@daino/tokenwise

v0.2.0

Published

22 days ago

Spend less, agent more. Token optimization SDK for Agentic AI.

Downloads

204

0High
0Medium
0Low

daino

llm token optimization openai agent agentic-ai cost-reduction proxy

The Problem

Agentic AI systems burn through tokens at alarming rates:

Stateless repetition — 30-40% of tokens are redundant context resent every turn
Tool bloat — 10-50 tool definitions sent per call, most irrelevant
Wrong model for the job — expensive models used for simple tasks
No visibility — you don't know where your tokens go until the bill arrives

How TokenWise Works

Your App ──→ TokenWise ──→ LLM API
                │
                ├── Context Differ     dedup messages, compress history
                ├── Skill Compressor   trim tool descriptions, filter irrelevant
                ├── Model Router       gpt-4o → gpt-4.1-nano for simple tasks
                └── Cost Tracker       log everything, report savings

TokenWise sits between your app and the LLM API. It optimizes every request transparently — your code sees the same responses, just cheaper.

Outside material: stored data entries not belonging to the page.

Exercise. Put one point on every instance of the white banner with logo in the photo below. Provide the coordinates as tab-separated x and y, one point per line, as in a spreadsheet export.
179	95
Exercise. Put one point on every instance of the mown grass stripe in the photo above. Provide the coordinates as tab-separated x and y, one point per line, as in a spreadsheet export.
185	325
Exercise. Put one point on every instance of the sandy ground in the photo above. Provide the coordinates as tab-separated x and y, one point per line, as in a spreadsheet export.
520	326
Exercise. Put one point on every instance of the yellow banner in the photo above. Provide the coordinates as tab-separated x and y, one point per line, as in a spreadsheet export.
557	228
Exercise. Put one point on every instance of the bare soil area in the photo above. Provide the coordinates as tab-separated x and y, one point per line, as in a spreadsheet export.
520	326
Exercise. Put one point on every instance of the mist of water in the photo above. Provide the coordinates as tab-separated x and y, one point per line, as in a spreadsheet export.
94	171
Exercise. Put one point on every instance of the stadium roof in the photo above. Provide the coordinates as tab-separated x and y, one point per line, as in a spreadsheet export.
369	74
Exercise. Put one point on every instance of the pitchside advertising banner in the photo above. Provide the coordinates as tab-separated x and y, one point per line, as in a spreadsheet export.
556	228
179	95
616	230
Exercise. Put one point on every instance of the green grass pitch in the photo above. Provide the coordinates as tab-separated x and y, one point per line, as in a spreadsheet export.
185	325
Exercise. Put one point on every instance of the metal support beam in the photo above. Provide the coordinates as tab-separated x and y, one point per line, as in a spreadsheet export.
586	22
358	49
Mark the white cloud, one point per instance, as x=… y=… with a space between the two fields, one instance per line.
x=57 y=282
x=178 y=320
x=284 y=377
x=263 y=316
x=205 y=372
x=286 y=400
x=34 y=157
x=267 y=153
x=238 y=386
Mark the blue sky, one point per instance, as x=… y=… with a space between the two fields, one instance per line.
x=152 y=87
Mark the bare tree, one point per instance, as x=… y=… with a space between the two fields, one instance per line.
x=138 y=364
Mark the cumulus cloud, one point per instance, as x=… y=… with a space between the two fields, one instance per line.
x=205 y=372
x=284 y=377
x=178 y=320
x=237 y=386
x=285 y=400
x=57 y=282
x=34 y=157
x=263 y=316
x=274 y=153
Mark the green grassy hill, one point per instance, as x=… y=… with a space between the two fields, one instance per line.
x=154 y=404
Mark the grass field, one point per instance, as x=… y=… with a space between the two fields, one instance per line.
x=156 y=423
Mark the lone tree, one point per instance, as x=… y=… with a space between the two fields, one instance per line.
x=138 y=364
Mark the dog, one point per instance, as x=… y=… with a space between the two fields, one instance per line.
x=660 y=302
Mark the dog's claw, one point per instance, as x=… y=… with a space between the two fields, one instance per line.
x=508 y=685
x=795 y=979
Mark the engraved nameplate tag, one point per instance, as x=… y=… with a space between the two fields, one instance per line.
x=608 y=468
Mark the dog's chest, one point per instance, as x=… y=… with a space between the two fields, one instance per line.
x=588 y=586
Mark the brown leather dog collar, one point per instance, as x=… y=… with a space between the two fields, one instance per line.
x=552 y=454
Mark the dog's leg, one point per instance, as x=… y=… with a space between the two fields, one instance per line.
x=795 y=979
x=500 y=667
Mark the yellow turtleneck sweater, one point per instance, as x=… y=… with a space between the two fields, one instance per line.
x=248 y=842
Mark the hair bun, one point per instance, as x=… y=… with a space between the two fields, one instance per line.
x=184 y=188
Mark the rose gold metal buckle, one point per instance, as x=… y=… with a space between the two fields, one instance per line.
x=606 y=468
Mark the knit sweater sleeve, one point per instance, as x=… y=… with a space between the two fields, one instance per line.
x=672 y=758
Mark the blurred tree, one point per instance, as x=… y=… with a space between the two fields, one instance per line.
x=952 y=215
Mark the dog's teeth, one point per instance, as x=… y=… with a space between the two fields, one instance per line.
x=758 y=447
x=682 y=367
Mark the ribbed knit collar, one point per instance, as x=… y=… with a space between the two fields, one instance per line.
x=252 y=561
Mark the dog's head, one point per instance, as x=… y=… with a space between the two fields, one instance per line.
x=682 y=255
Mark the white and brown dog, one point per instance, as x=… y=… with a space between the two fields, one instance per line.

| Module | What it does | Savings | |--------|-------------|---------| | Context Differ | Deduplicates messages, compresses old turns, maximizes cache hits | 20–40% | | Skill Compressor | Removes filler from tool descriptions, filters irrelevant tools | 30–50% | | Model Router | Routes simple tasks to cheaper models automatically | 50–90% per request | | Cost Tracker | Real-time cost monitoring with savings dashboard | visibility |

Quick Start

npm install @daino/tokenwise

Option 1: SDK — same API, automatic optimization

import { TokenWise } from '@daino/tokenwise';

const tw = new TokenWise({
  apiKey: process.env.OPENAI_API_KEY,
  verbose: true,
});

// Same API as OpenAI SDK — just cheaper
const response = await tw.chat.completions.create({
  model: 'gpt-4o',
  messages: [{ role: 'user', content: 'What is 2+2?' }],
  tools: myTools,  // automatically compressed
});

console.log(tw.printSavings());

Option 2: Proxy — zero code change

Start the proxy, change one line:

npx tokenwise proxy --port 8787

// Your existing code — only change base_url
const openai = new OpenAI({
  apiKey: process.env.OPENAI_API_KEY,
  baseURL: 'http://localhost:8787/v1',  // ← this is it
});

// Everything else stays exactly the same
const response = await openai.chat.completions.create({ ... });

# Check savings anytime
curl http://localhost:8787/v1/tokenwise/report

Real Results

╔══════════════════════════════════════╗
║       TokenWise Cost Report          ║
╠══════════════════════════════════════╣
║  Requests:                      247 ║
║  Input tokens:            1,203,847 ║
║  Original:                2,891,203 ║
║  Saved tokens:            1,687,356 ║
╠══════════════════════════════════════╣
║  Actual cost:  $          2.4103    ║
║  Without TW:   $          8.6736    ║
║  You saved:    $          6.2633    ║
║  Savings:                   72.2%   ║
╚══════════════════════════════════════╝

Configuration

All modules are enabled by default. Toggle what you need:

const tw = new TokenWise({
  apiKey: process.env.OPENAI_API_KEY,

  contextDiffer: true,       // dedup & compress messages
  skillCompressor: true,     // trim tool definitions
  modelRouter: true,         // route to cheaper models
  trackCosts: true,          // cost monitoring

  // Custom routing rules
  routingRules: [
    { condition: 'simple', model: 'gpt-4.1-nano' },
    { condition: 'moderate', model: 'gpt-4.1-mini' },
    { condition: 'complex', model: 'gpt-4o' },
  ],

  verbose: true,
});

Anthropic SDK

import { TokenWiseAnthropic } from '@daino/tokenwise';

const tw = new TokenWiseAnthropic({
  apiKey: process.env.ANTHROPIC_API_KEY,
  verbose: true,
});

const response = await tw.messages.create({
  model: 'claude-sonnet-4-6',
  max_tokens: 1024,
  messages: [{ role: 'user', content: 'Hello!' }],
});

Streaming

const stream = await tw.chat.completions.create({
  model: 'gpt-4o',
  messages: [{ role: 'user', content: 'Tell me a story' }],
  stream: true,
});

for await (const chunk of stream) {
  process.stdout.write(chunk.choices[0]?.delta?.content || '');
}

Web Dashboard

Start the proxy and visit http://localhost:8787/dashboard for a real-time cost analytics UI.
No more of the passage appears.